Django Crawler¶
The code¶
You can find the code on github: http://github.com/ericholscher/django-crawler
Core features¶
The Crawler at the beginning loops through all of your URLConfs. It then loads up all of the regular expressions from these URLConfs to examine later. Once the crawler is done crawling your site, it will tell you what URLConf entries are not being hit.
Plugins¶
The main functionality of Crawler is implemented through plugins.
Plugins¶
A list of the included plugins with the project
Time Plugin¶
This plugin will measure the time that it took to run each of your views, and output the ones that have taken the longest.
Available options¶
-t –time¶
The -t option, as the help says: Pass -t to time your requests. This outputs the time it takes to run each request on your site. This option also tells the crawler to output the top 10 URLs that took the most time at the end of it’s run.

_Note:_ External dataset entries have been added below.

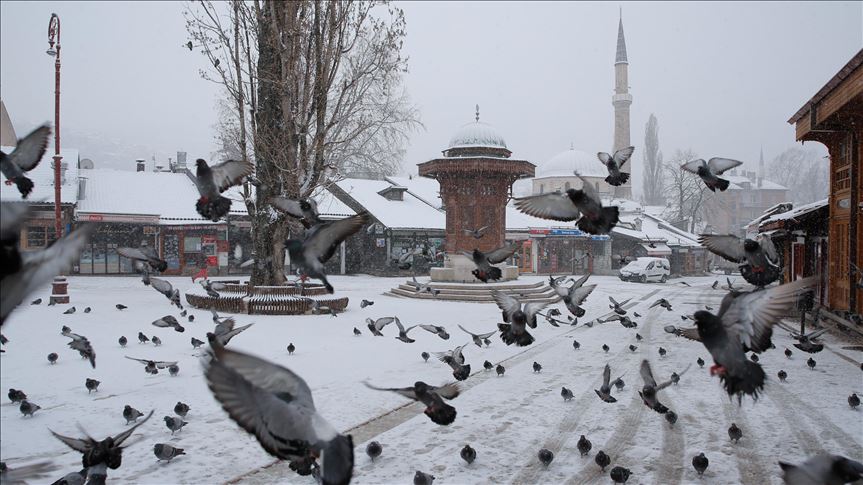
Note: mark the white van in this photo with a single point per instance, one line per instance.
(646, 269)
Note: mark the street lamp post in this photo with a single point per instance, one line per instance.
(54, 51)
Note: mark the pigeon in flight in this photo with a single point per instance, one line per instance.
(822, 469)
(276, 406)
(107, 452)
(663, 303)
(477, 337)
(517, 318)
(26, 156)
(306, 210)
(583, 205)
(455, 359)
(164, 451)
(153, 366)
(484, 270)
(144, 255)
(604, 391)
(22, 273)
(614, 163)
(744, 322)
(648, 392)
(168, 321)
(433, 398)
(710, 171)
(437, 330)
(212, 181)
(734, 433)
(375, 326)
(476, 233)
(131, 414)
(759, 259)
(321, 242)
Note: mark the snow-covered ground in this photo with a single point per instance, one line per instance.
(506, 419)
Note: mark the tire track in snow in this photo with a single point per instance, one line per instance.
(622, 437)
(794, 408)
(749, 463)
(585, 403)
(398, 415)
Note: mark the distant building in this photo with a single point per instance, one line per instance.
(747, 198)
(832, 117)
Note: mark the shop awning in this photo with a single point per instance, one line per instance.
(658, 249)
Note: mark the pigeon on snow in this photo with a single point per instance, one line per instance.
(614, 163)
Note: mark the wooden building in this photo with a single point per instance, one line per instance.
(834, 117)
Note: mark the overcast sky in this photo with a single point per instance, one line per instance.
(722, 78)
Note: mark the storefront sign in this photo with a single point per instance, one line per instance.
(118, 218)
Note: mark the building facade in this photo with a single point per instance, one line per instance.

Here is an example output from running it on my site with -t -v 2:
Getting /blog/2007/oct/17/umw-blog-ring/ ({}) from (/blog/2007/oct/17/umw-blog-ring/)
Time Elapsed: 0.256254911423
Getting /blog/2007/dec/20/logo-lovers/ ({}) from (/blog/2007/dec/20/logo-lovers/)
Time Elapsed: 0.06906914711
Getting /blog/2007/dec/18/getting-real/ ({}) from (/blog/2007/dec/18/getting-real/)
Time Elapsed: 0.211296081543
Getting /blog/ ({u'page': u'5'}) from (/blog/?page=4)
Time Elapsed: 0.165636062622
NOT MATCHED: account/email/
NOT MATCHED: account/register/
NOT MATCHED: admin/doc/bookmarklets/
NOT MATCHED: admin/doc/tags/
NOT MATCHED: admin/(.*)
NOT MATCHED: admin/doc/views/
NOT MATCHED: account/signin/complete/
NOT MATCHED: account/password/
NOT MATCHED: resume/
/blog/2008/feb/9/another-neat-ad/ took 0.743204
/blog/2007/dec/20/browser-tabs/#comments took 0.637164
/blog/2008/nov/1/blog-post-day-keeps-doctor-away/ took 0.522269
Usage¶
The crawler is implemented as a management command.
Step 1: pip install django-crawler
Step 2: Add crawler to your INSTALLED_APPS
Step 3: The syntax for invoking the crawler looks like:
./manage.py crawler [options] [relative_start_url]
Relative start URLs are assumed to be relative to the site root and should look like ‘some/path’, ‘home’, or even ‘/’. The relative start URL will be normalized with leading and trailing slashes if they are not provided. The default relative start URL is ‘/’.
The crawler at the moment has 4 options implemented on it. It crawls your site using the Django Test Client (so no network traffic is required!) This allows the crawler to have intimate knowledge of your Django Code. This allows it to have features that other crawlers can’t have.
Options¶
-v –verbosity [0,1,2]¶
Same as most django apps. Set it to 2 to get a lot of output. 1 is the default, which will only output errors.